Joon Lee


Living the Dream: Live with Joon Lee

Joon Lee’s under-the-radar “bit of this, bit of that” story is coming to an end. 

A month ahead of his first regional roadshow and six months after he set up shop in Seoul, Fox Networks Group’s (FNG) former executive vice president for North Asia and head of original productions for Mainland China is unveiling a co-ordinated plan that runs from creating original IP to a digital theme park project. 

Lee’s new outfit, LYD Networks, has also become a first port of call for international brands with North Asia ambitions, eager to tap the media solutions Lee has consolidated under V Plus E.NM. These include M&A activities, direct investment consultancy, channel distribution/content syndication/licensing and merchandising. 

V Plus, already the biggest agency for foreign media in terms of number of brands/channels it represents, has two subsidiaries – production house Studio LYD, which is wholly owned, and LYD Digital Space, in which the company has an equity investment. 

Studio LYD specialises in producing Korean dramas and movies with international IP/formats, and is in discussion to expand this to partnerships that will co-develop and co-produce unscripted content.

Three Korean drama projects based on international formats/IP are already in production. One of these is scheduled to start shooting in early 2017. Details remain under wraps for the moment, but could be announced as early as mid-November.   

Lee is also developing original IP with partners gathered under the LYD Alliance, which includes Sun Hee Kim's Aftertoon, Fingerprint and Sun Moon Creative. 

LYD Digital Space is a partnership between V Plus and JS Kim, the former CEO of CJ E&M and KT Media Hub. The company specialises in developing digital experiences, and is  currently working on a digital theme park project in Oppo (near Seoul), Korea. 

"Basically, we convert TV content into a fully enhanced five-senses experience via digital technologies such as VR, 3D, hologram, games, etc. in an analogue space," Lee says. 

While Korean content co-production/co-development is a top trend in Asia, Lee says the focus on China is cooling because of political issues between the two countries. "This will lead Korean companies to look for new opportunities," Lee says, predicting more more activity in other parts of Asia as well as within Korea.
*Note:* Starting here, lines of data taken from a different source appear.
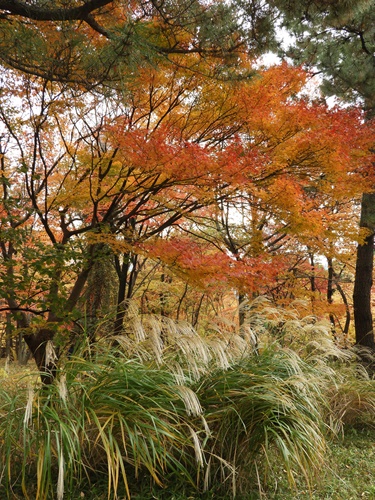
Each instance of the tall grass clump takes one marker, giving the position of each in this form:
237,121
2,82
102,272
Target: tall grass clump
163,406
110,417
262,407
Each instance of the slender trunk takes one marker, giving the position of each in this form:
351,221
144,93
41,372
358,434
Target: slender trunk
122,272
241,309
330,292
364,334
The challenges, for companies that have ventures down this path, are already well known, and Lee highlights the ongoing learning curve. 

"There are significant gaps in production culture and EQ between the Korean system and others," he says.  
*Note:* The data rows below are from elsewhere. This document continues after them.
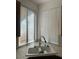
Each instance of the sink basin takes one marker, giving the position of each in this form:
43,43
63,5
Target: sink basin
37,50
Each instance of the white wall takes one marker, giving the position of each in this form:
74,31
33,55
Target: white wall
50,20
29,5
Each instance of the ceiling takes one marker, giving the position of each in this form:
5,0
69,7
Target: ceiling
39,1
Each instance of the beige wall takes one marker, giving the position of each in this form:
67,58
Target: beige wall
50,20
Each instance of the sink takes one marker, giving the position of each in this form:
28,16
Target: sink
39,50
For Korean companies, the priority is new revenue streams from new markets, and a dilution of their overwhelming focus on China.

The need to replace dwindling China investment, which could carry on through 2017, has already started to drive global expansion and is, perhaps, the most significant change in Korea's approach to the international market in the past year.    
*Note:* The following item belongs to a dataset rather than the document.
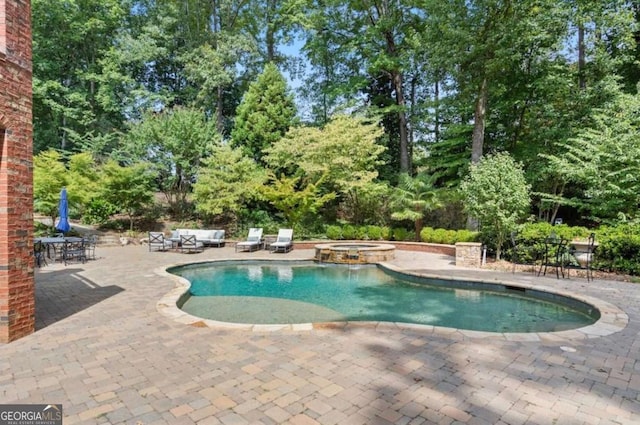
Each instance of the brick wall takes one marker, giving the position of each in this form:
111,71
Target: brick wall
17,299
"Korean companies are definitely looking for the new revenue streams by tapping into new markets (as the China opportunity is being restricted for the moment)," Lee says. 

"In addition, major Korean rights holders have been actively engaging with both international and regional studios and broadcasters to export/co-develop their IPs/formats. They have made visible progress, although it's not yet massive," he adds. 

International content brands are also adjusting their tactics, realising the challenges involved in distributing finished foreign content in Korea, where demand is overwhelmingly local or for Hollywood studio blockbusters.  

Against a backdrop of high demand for local shows, Lee says international players "see growing opportunities and potential in working with Korean companies to create content in their own markets or within Korea". 

Lee says previous attempts at adapting Korean IP/formats, including feature films, for international markets worked to some extent, "but the real success is yet to come".